Information technology is recognized as an absolute necessity in Latvian schools. However, in the 1997-1998 academic year, only 19 percent of schools had Internet connections, and the ratio was 39 students to 1 computer. On June 13, 1997, the Ministry of Education and Science of the Republic of Latvia and the University of Latvia signed an agreement, "On the Latvian Education Information System," which contained goals for preparing students of primary, secondary schools, and universities for life and work in the information age. Since 1999, after extensive work, schools have become computerized and many are connected to the Internet. With access to electronic mail, database information searches, and libraries, schools and students now participate in various international communication and scientific projects.
Large-scale changes in the structure of education require an enormous effort for development. New curricula, new programs, and new classes require new textbooks and new publications.

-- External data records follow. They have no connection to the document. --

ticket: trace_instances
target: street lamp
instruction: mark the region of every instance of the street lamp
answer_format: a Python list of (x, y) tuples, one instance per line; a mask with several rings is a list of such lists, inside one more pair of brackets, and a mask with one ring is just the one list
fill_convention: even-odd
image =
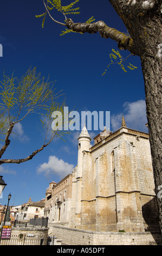
[[(5, 225), (5, 221), (6, 221), (7, 214), (7, 212), (8, 212), (8, 210), (9, 201), (11, 199), (11, 193), (10, 193), (10, 194), (8, 195), (8, 205), (7, 205), (7, 209), (6, 209), (5, 213), (4, 220), (4, 222), (3, 222), (3, 225)], [(0, 244), (1, 244), (1, 242), (2, 230), (3, 230), (3, 225), (2, 225), (1, 231), (1, 235), (0, 235)]]
[(3, 192), (3, 191), (7, 185), (7, 184), (5, 183), (4, 181), (3, 180), (3, 176), (0, 176), (0, 196), (1, 195), (2, 193)]
[(8, 210), (9, 201), (11, 199), (11, 193), (10, 193), (10, 194), (8, 195), (8, 205), (7, 205), (7, 209), (6, 209), (5, 214), (5, 217), (4, 217), (4, 223), (3, 223), (4, 225), (5, 225), (5, 221), (6, 221), (6, 217), (7, 217), (7, 212), (8, 212)]

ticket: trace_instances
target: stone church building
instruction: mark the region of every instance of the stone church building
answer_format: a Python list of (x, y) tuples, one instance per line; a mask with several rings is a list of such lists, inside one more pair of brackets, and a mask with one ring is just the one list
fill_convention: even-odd
[[(69, 245), (161, 244), (148, 134), (122, 117), (119, 130), (105, 129), (93, 145), (86, 126), (77, 139), (69, 182), (51, 188), (51, 234)], [(68, 198), (57, 202), (65, 190)]]
[(159, 231), (148, 134), (126, 127), (78, 138), (69, 227), (95, 231)]

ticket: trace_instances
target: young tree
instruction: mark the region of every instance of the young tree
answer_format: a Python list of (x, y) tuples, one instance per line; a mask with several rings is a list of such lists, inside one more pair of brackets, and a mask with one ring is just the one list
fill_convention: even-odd
[[(120, 50), (127, 50), (141, 59), (145, 90), (146, 113), (150, 135), (156, 193), (162, 187), (162, 0), (109, 0), (122, 19), (130, 35), (109, 27), (103, 21), (74, 23), (67, 19), (69, 14), (77, 14), (73, 5), (62, 6), (61, 0), (47, 0), (43, 16), (43, 26), (47, 14), (55, 22), (66, 27), (69, 32), (96, 33), (118, 43)], [(106, 8), (105, 7), (105, 8)], [(62, 13), (65, 22), (56, 20), (51, 14), (55, 9)], [(52, 16), (53, 15), (53, 16)], [(157, 197), (162, 231), (162, 201)]]
[[(3, 74), (0, 85), (0, 134), (5, 136), (5, 138), (4, 145), (0, 150), (0, 164), (21, 163), (30, 160), (48, 146), (56, 136), (61, 137), (64, 135), (65, 133), (58, 129), (51, 130), (51, 113), (57, 111), (62, 113), (64, 105), (64, 102), (61, 104), (58, 102), (58, 99), (62, 95), (61, 91), (55, 92), (54, 83), (48, 79), (45, 81), (40, 74), (37, 74), (35, 68), (29, 69), (20, 80), (14, 77), (13, 74), (10, 77)], [(46, 133), (44, 143), (24, 159), (2, 159), (10, 145), (9, 138), (14, 126), (28, 115), (34, 113), (41, 116)], [(49, 136), (50, 130), (51, 133)]]

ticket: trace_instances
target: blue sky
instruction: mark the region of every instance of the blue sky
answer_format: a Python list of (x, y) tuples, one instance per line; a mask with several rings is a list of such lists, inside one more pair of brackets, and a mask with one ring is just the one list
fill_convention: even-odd
[[(35, 17), (44, 11), (40, 0), (8, 0), (1, 1), (0, 5), (1, 77), (4, 69), (7, 74), (15, 70), (15, 76), (20, 77), (30, 66), (36, 66), (42, 76), (47, 78), (50, 74), (50, 81), (56, 80), (57, 90), (63, 89), (69, 109), (75, 107), (80, 113), (110, 111), (112, 131), (120, 127), (124, 114), (128, 127), (147, 132), (144, 83), (138, 57), (131, 56), (127, 60), (138, 69), (127, 69), (126, 73), (118, 65), (112, 65), (102, 76), (110, 63), (112, 49), (118, 50), (115, 42), (102, 38), (99, 33), (72, 33), (61, 36), (64, 27), (48, 17), (42, 29), (42, 19)], [(103, 20), (109, 27), (127, 33), (107, 1), (80, 0), (77, 6), (81, 14), (72, 17), (74, 22), (85, 22), (93, 16), (95, 21)], [(53, 16), (63, 22), (58, 12)], [(124, 57), (129, 54), (127, 51), (120, 53)], [(0, 166), (0, 175), (8, 184), (0, 203), (7, 203), (10, 192), (10, 205), (25, 203), (30, 196), (34, 202), (44, 198), (49, 182), (59, 182), (77, 164), (80, 131), (66, 136), (65, 142), (55, 139), (28, 162)], [(100, 131), (89, 131), (92, 138)], [(43, 143), (44, 133), (38, 117), (28, 117), (17, 125), (16, 132), (3, 158), (27, 157)], [(0, 144), (2, 146), (3, 142)]]

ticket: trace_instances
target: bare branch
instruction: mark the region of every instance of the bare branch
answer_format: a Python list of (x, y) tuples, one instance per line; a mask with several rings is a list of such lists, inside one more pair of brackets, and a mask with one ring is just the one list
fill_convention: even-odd
[(59, 21), (56, 21), (56, 20), (54, 20), (54, 18), (51, 16), (51, 15), (50, 15), (50, 14), (49, 10), (48, 10), (48, 8), (47, 8), (47, 6), (46, 6), (46, 4), (45, 3), (44, 3), (44, 1), (43, 0), (43, 3), (44, 3), (44, 6), (45, 6), (46, 10), (46, 11), (47, 11), (47, 13), (48, 13), (48, 14), (49, 17), (52, 19), (52, 20), (54, 21), (55, 22), (57, 23), (58, 24), (60, 24), (61, 25), (66, 26), (66, 25), (64, 24), (64, 23), (60, 22)]
[(138, 55), (138, 50), (131, 36), (120, 32), (115, 28), (108, 27), (103, 21), (100, 21), (90, 24), (87, 23), (75, 23), (71, 19), (68, 19), (66, 26), (68, 28), (75, 32), (93, 34), (99, 32), (101, 36), (106, 39), (110, 38), (116, 41), (120, 50), (128, 50), (133, 55)]
[(22, 159), (1, 159), (0, 160), (0, 165), (2, 164), (3, 163), (18, 163), (19, 164), (21, 163), (23, 163), (24, 162), (27, 162), (27, 161), (29, 161), (29, 160), (31, 160), (37, 153), (43, 150), (43, 149), (44, 148), (46, 148), (51, 143), (51, 142), (52, 141), (52, 140), (53, 139), (55, 135), (56, 135), (56, 133), (51, 137), (48, 143), (42, 145), (42, 146), (39, 149), (35, 150), (34, 152), (33, 152), (33, 153), (31, 155), (28, 156), (27, 157)]
[(10, 136), (10, 134), (12, 132), (12, 131), (13, 130), (13, 128), (14, 128), (14, 126), (15, 124), (15, 122), (14, 122), (14, 123), (12, 123), (12, 124), (11, 124), (10, 125), (10, 127), (8, 129), (7, 135), (5, 136), (5, 144), (4, 145), (4, 146), (3, 146), (2, 147), (2, 148), (0, 150), (0, 158), (1, 158), (2, 155), (3, 155), (3, 154), (5, 151), (6, 149), (7, 149), (8, 146), (10, 145), (10, 141), (9, 139), (9, 136)]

Unlike the Soviet educational system, the state does not produce or distribute audiovisual materials. Most schools use old and often outdated materials. Moreover, low school budgets make it difficult for schools to purchase teaching materials from private enterprises, and foreign products are too expensive for the municipalities to afford.
With the main goal of integrating Latvia into the European system, the Ministry of Education and Science must:
- compile a list of professions available in Latvia,
- develop laws on mutual recognition of diplomas and qualifications,
- encourage universities to adjust their teaching programs to the European Union (EU) requirements, and
- insure implementation of the law in educational programs.
The Ministry of Education and Science established a special division for integration into Europe and opened the Center for Academic Information that is incorporated into the EU network to coordinate the recognition of academic and professional education diplomas.